Cyberattaques et incidents d'infrastructure
Les responsables électoraux russes ont signalé des cyberattaques persistantes contre l'infrastructure de vote électronique et les systèmes de télécommunications pendant le vote de trois jours. La présidente de la Commission électorale centrale, Ella Pamfilova, a déclaré que le système de vote électronique à Moscou avait fait l'objet d'une attaque nocturne intense, affirmant que la plateforme fonctionnait en toute sécurité sans fuite de données. Le ministère du Développement numérique a signalé une tentative de sabotage distincte visant les lignes de communication en Extrême-Orient, où les autorités ont indiqué que les connexions avaient été rétablies. Environ 100 000 électeurs à Moscou ont voté par voie électronique dans la nuit de vendredi à samedi matin malgré les perturbations signalées. Vladimir Putin a voté par voie électronique vendredi et a accusé les autorités ukrainiennes de tenter d'interférer dans le processus électoral.

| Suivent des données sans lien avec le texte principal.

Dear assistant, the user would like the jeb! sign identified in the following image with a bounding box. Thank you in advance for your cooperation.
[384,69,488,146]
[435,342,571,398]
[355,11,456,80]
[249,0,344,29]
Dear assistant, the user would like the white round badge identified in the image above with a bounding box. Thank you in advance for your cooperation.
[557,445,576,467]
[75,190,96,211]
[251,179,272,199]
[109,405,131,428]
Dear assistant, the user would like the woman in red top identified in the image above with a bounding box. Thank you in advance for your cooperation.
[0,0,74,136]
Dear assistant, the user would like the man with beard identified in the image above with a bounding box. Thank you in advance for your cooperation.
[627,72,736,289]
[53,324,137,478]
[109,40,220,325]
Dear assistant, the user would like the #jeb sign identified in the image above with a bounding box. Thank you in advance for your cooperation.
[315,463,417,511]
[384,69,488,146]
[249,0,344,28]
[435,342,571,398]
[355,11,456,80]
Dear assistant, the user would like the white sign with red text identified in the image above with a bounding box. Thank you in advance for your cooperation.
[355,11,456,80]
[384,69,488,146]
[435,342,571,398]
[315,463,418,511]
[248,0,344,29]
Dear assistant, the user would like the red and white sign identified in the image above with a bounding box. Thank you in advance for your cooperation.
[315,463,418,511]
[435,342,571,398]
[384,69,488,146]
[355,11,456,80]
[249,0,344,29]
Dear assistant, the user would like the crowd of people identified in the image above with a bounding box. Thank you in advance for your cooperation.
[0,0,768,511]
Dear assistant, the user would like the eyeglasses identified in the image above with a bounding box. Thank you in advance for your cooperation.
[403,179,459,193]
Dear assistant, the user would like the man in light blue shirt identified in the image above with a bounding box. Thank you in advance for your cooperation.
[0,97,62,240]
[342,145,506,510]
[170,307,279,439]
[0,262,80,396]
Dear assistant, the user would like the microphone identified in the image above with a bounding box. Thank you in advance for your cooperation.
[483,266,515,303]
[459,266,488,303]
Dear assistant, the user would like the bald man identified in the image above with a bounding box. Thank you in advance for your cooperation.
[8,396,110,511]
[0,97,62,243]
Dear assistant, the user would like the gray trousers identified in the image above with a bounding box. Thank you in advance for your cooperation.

- La Cour suprême russe interdit au parti anti-guerre Iabloko de présenter des candidats sur listes
- La Commission électorale centrale déclare avoir repoussé des cyberattaques contre la plateforme GAS Vybory
- Le scrutin de trois jours pour la Douma s'ouvre sur 11 fuseaux horaires tandis que Vladimir Putin vote par voie électronique
- Les autorités signalent des cyberattaques nocturnes contre le vote électronique à Moscou et les lignes de télécommunications en Extrême-Orient
- Le vote se termine dans toute la Russie et les territoires ukrainiens occupés
Exclusions de l'opposition et enjeux parlementaires
Les élections se sont déroulées sous des restrictions politiques strictes, les candidats anti-guerre étant largement exclus des listes de parti. La Cour suprême a statué en août 2026 que le parti libéral Iabloko, qui prône un cessez-le-feu en Ukraine, avait violé la réglementation électorale, disqualifiant sa liste de candidats. Les candidats d'Iabloko n'étaient autorisés à se présenter que dans les circonscriptions uninominales, qui représentent la moitié des 450 sièges de la Douma d'État. Le vote a eu lieu dans un contexte de tensions économiques intérieures et de frappes de drones ukrainiens contre des raffineries et des dépôts de carburant russes. Russie unie a cherché à préserver sa domination après avoir obtenu 324 sièges lors des précédentes élections à la Douma, dépassant le seuil de 300 sièges requis pour les modifications constitutionnelles.
- Seuil de majorité constitutionnelle
- 300 sièges
- Russie unie (élection précédente)
- 324 sièges
- Total des sièges à la Douma
- 450 sièges
Frictions internationales et préoccupations sécuritaires
Le scrutin a déclenché des tensions diplomatiques avec la Moldavie au sujet de la décision de Moscou d'ouvrir 15 bureaux de vote dans le territoire séparatiste de Transnistrie. Les responsables russes ont déclaré que 220 000 résidents titulaires d'un passeport russe en Transnistrie avaient le droit de participer, malgré les objections formelles du gouvernement de Chișinău. Les gouvernements européens ont renforcé les mesures de sécurité intérieure après les évaluations des services de renseignement occidentaux concernant d'éventuelles escalades post-électorales. Le président français Emmanuel Macron a ordonné aux autorités de mettre en œuvre des plans de protection des infrastructures critiques et des industries de défense nationale contre le sabotage. Le Premier ministre polonais Donald Tusk a averti que la Russie préparait des provocations contre les pays soutenant l'Ukraine, dans l'intention de présenter d'éventuels incidents de missiles comme des accidents pour tester la cohésion de l'OTAN.